India's five largest IT services suppliers look set to double their market share in the UK by 2011.
This is according to Karen Geldenhuys, MD of Abacus Recruitment, who says research shows that Infosys, TCS, Wipro, HCL and Satyam are on track to boost their share of the UK's software and IT services market over the next three years from 3% to 7%.
"A 7% market share might not sound that big. But it is a big market. It was also reported in the UK-based online publication, www.contractorUK.co.uk that at least one of these software giants will breach the $1 billion-a-year revenue mark," says Geldenhuys.
"Despite a lot of conjecture about India losing its foothold as the leading software outsourcing destination of choice, it still has a lot of clout. Despite facing capacity problems – such as energy supply problems – they are still a force to be reckoned with. It is unlikely that they are going to tumble from the world rankings very far in the next decade – if at all."

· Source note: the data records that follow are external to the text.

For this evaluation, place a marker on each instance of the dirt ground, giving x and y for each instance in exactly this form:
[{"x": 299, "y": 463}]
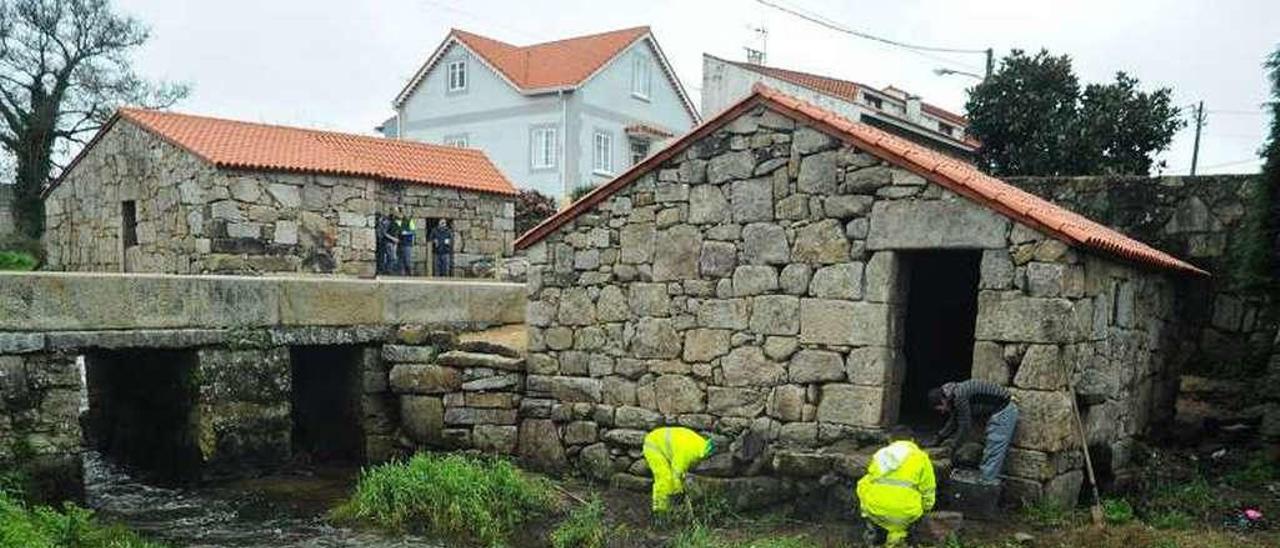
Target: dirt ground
[{"x": 1183, "y": 499}]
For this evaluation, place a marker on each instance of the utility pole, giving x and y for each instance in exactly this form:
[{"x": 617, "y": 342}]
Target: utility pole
[{"x": 1200, "y": 123}]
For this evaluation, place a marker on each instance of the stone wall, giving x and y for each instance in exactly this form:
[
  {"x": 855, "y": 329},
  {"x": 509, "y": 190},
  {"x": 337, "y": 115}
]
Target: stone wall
[
  {"x": 193, "y": 218},
  {"x": 456, "y": 396},
  {"x": 757, "y": 283},
  {"x": 1216, "y": 222},
  {"x": 232, "y": 336}
]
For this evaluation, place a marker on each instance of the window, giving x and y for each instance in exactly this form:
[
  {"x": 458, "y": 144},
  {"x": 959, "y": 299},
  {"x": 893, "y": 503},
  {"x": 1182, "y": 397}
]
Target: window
[
  {"x": 639, "y": 150},
  {"x": 129, "y": 223},
  {"x": 543, "y": 150},
  {"x": 640, "y": 77},
  {"x": 457, "y": 76},
  {"x": 603, "y": 156}
]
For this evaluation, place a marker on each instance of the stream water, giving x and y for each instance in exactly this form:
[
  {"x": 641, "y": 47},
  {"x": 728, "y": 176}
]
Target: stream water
[{"x": 284, "y": 510}]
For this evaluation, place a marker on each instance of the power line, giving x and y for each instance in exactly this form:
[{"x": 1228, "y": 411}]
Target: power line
[
  {"x": 839, "y": 27},
  {"x": 1226, "y": 164},
  {"x": 914, "y": 48}
]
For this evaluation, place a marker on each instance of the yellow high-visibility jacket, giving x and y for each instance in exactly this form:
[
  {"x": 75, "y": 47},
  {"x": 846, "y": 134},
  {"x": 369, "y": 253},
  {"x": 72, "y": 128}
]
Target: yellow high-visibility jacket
[
  {"x": 899, "y": 485},
  {"x": 671, "y": 451}
]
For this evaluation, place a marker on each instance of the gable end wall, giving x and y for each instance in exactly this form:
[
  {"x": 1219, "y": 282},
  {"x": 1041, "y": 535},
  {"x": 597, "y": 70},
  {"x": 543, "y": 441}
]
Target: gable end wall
[{"x": 754, "y": 282}]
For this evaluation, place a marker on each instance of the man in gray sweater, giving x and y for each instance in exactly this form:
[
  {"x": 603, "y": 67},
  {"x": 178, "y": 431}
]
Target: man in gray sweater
[{"x": 976, "y": 400}]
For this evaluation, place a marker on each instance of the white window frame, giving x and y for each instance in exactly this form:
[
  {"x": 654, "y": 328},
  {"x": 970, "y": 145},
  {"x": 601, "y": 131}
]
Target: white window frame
[
  {"x": 458, "y": 141},
  {"x": 631, "y": 149},
  {"x": 641, "y": 77},
  {"x": 602, "y": 153},
  {"x": 456, "y": 76},
  {"x": 543, "y": 147}
]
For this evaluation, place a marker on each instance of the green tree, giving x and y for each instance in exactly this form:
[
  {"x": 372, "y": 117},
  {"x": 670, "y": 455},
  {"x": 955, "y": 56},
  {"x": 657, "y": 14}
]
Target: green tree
[
  {"x": 64, "y": 68},
  {"x": 1270, "y": 154},
  {"x": 1034, "y": 119}
]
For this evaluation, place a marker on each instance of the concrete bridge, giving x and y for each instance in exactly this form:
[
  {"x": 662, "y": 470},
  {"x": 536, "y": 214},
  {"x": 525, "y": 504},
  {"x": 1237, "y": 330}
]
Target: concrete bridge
[{"x": 190, "y": 374}]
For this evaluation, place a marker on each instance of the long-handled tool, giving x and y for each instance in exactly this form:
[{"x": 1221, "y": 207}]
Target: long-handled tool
[{"x": 1096, "y": 511}]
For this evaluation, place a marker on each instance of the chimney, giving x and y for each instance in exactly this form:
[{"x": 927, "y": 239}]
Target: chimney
[{"x": 913, "y": 108}]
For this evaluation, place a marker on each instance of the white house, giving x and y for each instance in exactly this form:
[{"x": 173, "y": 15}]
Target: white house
[
  {"x": 552, "y": 115},
  {"x": 726, "y": 82}
]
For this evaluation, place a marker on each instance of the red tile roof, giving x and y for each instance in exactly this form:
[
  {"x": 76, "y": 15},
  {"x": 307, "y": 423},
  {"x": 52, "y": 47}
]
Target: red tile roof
[
  {"x": 549, "y": 65},
  {"x": 848, "y": 90},
  {"x": 954, "y": 174},
  {"x": 243, "y": 145},
  {"x": 561, "y": 63}
]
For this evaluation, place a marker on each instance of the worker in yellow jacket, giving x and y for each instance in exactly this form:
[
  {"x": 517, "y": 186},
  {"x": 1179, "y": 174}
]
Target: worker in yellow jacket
[
  {"x": 897, "y": 488},
  {"x": 671, "y": 451}
]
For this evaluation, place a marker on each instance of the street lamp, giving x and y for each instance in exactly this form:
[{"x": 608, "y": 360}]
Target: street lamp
[{"x": 941, "y": 71}]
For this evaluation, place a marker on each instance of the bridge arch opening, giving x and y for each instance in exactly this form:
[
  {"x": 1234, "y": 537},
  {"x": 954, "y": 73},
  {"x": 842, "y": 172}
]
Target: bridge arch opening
[
  {"x": 142, "y": 410},
  {"x": 327, "y": 387}
]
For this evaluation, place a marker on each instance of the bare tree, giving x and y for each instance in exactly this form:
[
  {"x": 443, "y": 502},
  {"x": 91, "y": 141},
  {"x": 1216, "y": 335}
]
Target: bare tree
[{"x": 64, "y": 68}]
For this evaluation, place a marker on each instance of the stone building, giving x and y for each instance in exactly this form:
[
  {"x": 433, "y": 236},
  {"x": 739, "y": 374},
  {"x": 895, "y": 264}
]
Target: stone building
[
  {"x": 787, "y": 272},
  {"x": 169, "y": 192}
]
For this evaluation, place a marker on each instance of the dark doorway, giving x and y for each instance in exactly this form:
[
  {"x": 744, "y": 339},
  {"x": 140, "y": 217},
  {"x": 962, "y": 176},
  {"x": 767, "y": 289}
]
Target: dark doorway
[
  {"x": 941, "y": 311},
  {"x": 327, "y": 387},
  {"x": 141, "y": 410}
]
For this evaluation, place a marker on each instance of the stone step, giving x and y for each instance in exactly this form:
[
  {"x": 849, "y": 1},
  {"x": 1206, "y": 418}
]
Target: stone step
[
  {"x": 464, "y": 359},
  {"x": 489, "y": 347}
]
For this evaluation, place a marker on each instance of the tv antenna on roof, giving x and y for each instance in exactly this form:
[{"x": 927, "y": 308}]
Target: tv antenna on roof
[{"x": 757, "y": 56}]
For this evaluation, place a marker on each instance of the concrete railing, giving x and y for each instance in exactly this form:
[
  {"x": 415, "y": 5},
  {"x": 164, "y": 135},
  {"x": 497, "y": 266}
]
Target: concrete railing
[{"x": 92, "y": 301}]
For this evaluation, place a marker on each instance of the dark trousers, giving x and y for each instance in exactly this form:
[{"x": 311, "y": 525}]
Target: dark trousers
[
  {"x": 387, "y": 259},
  {"x": 444, "y": 264},
  {"x": 406, "y": 259}
]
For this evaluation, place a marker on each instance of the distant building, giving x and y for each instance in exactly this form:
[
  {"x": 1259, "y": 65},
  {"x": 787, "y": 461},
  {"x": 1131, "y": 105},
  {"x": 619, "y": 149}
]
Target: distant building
[
  {"x": 552, "y": 115},
  {"x": 163, "y": 192},
  {"x": 726, "y": 82}
]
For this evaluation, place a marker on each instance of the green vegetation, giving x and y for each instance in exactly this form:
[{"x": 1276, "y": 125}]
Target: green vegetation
[
  {"x": 583, "y": 190},
  {"x": 17, "y": 260},
  {"x": 1047, "y": 514},
  {"x": 456, "y": 496},
  {"x": 1034, "y": 118},
  {"x": 584, "y": 526},
  {"x": 1118, "y": 511},
  {"x": 72, "y": 526}
]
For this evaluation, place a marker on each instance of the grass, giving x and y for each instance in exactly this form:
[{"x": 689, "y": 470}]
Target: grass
[
  {"x": 39, "y": 526},
  {"x": 1118, "y": 511},
  {"x": 455, "y": 496},
  {"x": 584, "y": 526},
  {"x": 17, "y": 260},
  {"x": 1046, "y": 514}
]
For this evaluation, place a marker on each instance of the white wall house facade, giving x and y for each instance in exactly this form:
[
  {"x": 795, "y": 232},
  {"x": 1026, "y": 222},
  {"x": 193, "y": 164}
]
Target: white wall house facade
[
  {"x": 726, "y": 82},
  {"x": 553, "y": 117}
]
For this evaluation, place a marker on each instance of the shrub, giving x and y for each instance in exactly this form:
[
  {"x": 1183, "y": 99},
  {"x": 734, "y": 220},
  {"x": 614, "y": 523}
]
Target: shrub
[
  {"x": 17, "y": 260},
  {"x": 458, "y": 496},
  {"x": 1118, "y": 511},
  {"x": 584, "y": 526},
  {"x": 1170, "y": 519},
  {"x": 583, "y": 190},
  {"x": 72, "y": 526},
  {"x": 533, "y": 208}
]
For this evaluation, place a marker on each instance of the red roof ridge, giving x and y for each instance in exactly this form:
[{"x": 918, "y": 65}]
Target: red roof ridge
[
  {"x": 956, "y": 176},
  {"x": 135, "y": 110},
  {"x": 928, "y": 106},
  {"x": 251, "y": 145}
]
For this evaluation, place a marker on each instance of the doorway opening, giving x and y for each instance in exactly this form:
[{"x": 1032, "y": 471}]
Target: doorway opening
[
  {"x": 325, "y": 402},
  {"x": 941, "y": 313},
  {"x": 142, "y": 410}
]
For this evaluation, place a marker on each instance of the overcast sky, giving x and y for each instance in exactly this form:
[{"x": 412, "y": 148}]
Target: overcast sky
[{"x": 337, "y": 64}]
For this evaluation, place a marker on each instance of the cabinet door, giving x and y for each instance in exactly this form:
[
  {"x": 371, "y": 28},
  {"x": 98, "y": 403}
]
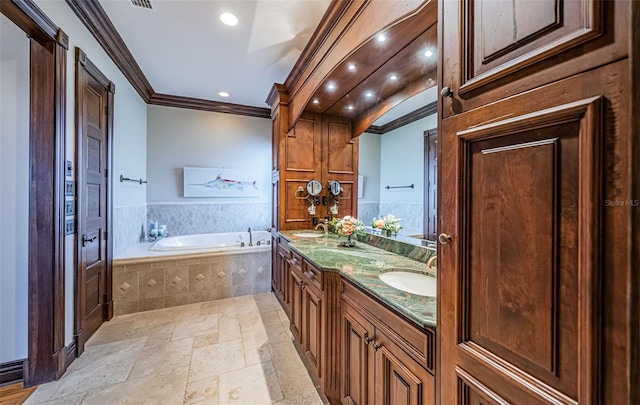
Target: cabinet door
[
  {"x": 519, "y": 322},
  {"x": 492, "y": 49},
  {"x": 356, "y": 336},
  {"x": 399, "y": 380},
  {"x": 296, "y": 305},
  {"x": 312, "y": 326}
]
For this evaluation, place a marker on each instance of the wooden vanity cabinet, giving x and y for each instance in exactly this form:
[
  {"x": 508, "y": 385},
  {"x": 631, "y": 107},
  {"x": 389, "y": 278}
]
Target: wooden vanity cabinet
[{"x": 385, "y": 360}]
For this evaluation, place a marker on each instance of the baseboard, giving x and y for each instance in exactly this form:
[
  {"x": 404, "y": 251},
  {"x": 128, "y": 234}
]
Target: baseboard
[{"x": 11, "y": 372}]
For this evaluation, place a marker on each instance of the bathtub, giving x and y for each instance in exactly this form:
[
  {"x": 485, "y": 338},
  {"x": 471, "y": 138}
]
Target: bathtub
[
  {"x": 190, "y": 269},
  {"x": 212, "y": 241}
]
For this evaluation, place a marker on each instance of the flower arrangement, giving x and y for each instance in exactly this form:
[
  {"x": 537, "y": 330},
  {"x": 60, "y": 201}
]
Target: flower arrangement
[
  {"x": 349, "y": 227},
  {"x": 388, "y": 224}
]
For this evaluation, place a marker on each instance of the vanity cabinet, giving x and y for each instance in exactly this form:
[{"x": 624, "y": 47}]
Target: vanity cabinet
[{"x": 386, "y": 359}]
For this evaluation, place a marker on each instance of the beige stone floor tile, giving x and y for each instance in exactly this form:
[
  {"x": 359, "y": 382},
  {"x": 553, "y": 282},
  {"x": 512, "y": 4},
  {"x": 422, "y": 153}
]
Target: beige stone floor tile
[
  {"x": 70, "y": 400},
  {"x": 162, "y": 357},
  {"x": 110, "y": 332},
  {"x": 251, "y": 385},
  {"x": 203, "y": 391},
  {"x": 216, "y": 359},
  {"x": 155, "y": 334},
  {"x": 309, "y": 397},
  {"x": 257, "y": 355},
  {"x": 207, "y": 325},
  {"x": 100, "y": 366},
  {"x": 166, "y": 388},
  {"x": 206, "y": 340},
  {"x": 228, "y": 329}
]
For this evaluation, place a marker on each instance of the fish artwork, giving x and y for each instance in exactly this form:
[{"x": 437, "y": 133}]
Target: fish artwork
[{"x": 227, "y": 184}]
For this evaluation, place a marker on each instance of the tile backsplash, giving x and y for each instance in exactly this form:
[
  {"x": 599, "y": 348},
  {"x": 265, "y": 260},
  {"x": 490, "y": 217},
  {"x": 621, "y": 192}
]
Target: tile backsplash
[
  {"x": 194, "y": 218},
  {"x": 129, "y": 225}
]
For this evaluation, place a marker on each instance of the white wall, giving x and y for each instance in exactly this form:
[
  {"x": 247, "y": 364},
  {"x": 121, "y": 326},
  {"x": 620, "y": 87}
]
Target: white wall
[
  {"x": 369, "y": 166},
  {"x": 129, "y": 132},
  {"x": 402, "y": 162},
  {"x": 180, "y": 137},
  {"x": 14, "y": 198}
]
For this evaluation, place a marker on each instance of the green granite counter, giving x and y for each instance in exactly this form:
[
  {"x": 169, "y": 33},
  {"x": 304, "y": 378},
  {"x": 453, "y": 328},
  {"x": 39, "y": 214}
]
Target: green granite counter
[{"x": 361, "y": 265}]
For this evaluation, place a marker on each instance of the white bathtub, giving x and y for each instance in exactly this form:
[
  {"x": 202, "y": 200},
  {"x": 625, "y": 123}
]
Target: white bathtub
[{"x": 212, "y": 242}]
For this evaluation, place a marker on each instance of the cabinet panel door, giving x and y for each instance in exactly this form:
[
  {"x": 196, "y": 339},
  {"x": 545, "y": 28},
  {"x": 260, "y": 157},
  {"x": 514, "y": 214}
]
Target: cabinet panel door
[
  {"x": 492, "y": 49},
  {"x": 356, "y": 334},
  {"x": 399, "y": 380},
  {"x": 522, "y": 265},
  {"x": 312, "y": 327},
  {"x": 296, "y": 305}
]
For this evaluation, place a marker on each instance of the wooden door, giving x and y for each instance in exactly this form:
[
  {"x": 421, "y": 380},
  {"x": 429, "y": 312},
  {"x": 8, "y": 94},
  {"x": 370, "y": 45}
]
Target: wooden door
[
  {"x": 94, "y": 102},
  {"x": 357, "y": 334},
  {"x": 312, "y": 326},
  {"x": 295, "y": 315},
  {"x": 399, "y": 380}
]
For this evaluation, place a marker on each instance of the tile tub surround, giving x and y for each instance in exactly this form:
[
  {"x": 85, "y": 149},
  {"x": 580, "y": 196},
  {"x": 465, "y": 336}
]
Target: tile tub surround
[
  {"x": 194, "y": 218},
  {"x": 148, "y": 283},
  {"x": 231, "y": 351},
  {"x": 362, "y": 264},
  {"x": 129, "y": 227}
]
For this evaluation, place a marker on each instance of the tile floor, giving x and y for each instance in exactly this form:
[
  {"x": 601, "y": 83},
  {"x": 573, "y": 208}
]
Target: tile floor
[{"x": 231, "y": 351}]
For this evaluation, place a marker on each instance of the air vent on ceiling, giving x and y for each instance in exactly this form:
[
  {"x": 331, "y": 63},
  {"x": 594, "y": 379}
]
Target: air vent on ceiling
[{"x": 142, "y": 3}]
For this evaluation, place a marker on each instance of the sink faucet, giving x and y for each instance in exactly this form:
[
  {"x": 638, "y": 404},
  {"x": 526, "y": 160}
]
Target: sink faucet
[{"x": 323, "y": 224}]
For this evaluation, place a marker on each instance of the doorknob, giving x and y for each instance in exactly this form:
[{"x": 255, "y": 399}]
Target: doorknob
[{"x": 86, "y": 240}]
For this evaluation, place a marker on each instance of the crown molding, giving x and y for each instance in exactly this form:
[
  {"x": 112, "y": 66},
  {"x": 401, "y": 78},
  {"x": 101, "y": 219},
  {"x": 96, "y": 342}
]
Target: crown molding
[
  {"x": 406, "y": 119},
  {"x": 96, "y": 20},
  {"x": 208, "y": 105}
]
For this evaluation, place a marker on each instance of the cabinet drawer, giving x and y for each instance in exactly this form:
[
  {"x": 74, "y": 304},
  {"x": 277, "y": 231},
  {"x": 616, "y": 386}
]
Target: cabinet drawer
[
  {"x": 312, "y": 274},
  {"x": 417, "y": 342}
]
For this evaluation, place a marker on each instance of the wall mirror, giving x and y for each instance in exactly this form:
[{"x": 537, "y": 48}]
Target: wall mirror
[{"x": 397, "y": 166}]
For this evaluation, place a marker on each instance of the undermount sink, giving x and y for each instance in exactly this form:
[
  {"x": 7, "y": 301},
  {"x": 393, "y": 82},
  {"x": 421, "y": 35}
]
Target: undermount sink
[
  {"x": 413, "y": 283},
  {"x": 309, "y": 234}
]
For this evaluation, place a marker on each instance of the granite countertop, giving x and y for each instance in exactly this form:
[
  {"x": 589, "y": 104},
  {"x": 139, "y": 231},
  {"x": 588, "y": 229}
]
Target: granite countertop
[{"x": 361, "y": 265}]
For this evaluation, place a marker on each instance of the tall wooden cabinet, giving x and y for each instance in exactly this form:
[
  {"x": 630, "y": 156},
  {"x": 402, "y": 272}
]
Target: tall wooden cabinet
[
  {"x": 535, "y": 139},
  {"x": 317, "y": 147}
]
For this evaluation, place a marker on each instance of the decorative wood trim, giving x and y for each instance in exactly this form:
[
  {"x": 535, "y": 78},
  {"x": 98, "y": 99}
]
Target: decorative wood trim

The online publication reports that, in the last 18 months, UK companies including Carphone Warehouse, Skandia and DSG, have all committed to contracts with Indian IT suppliers worth over £100-million.
"Yet to continue to secure deals of this magnitude, the IT vendors must also tackle the steady erosion of their price advantage in light of rising domestic labour costs," says Nick Mayes, senior consultant at PAC.
"Low prices are no longer the only weapons in the armoury of the Indian services vendors, and they are winning business against Western suppliers on the quality and depth of their offerings," he adds.
Commenting further, Geldenhuys says these "market rumblings don't augur well for South Africa's brain drain."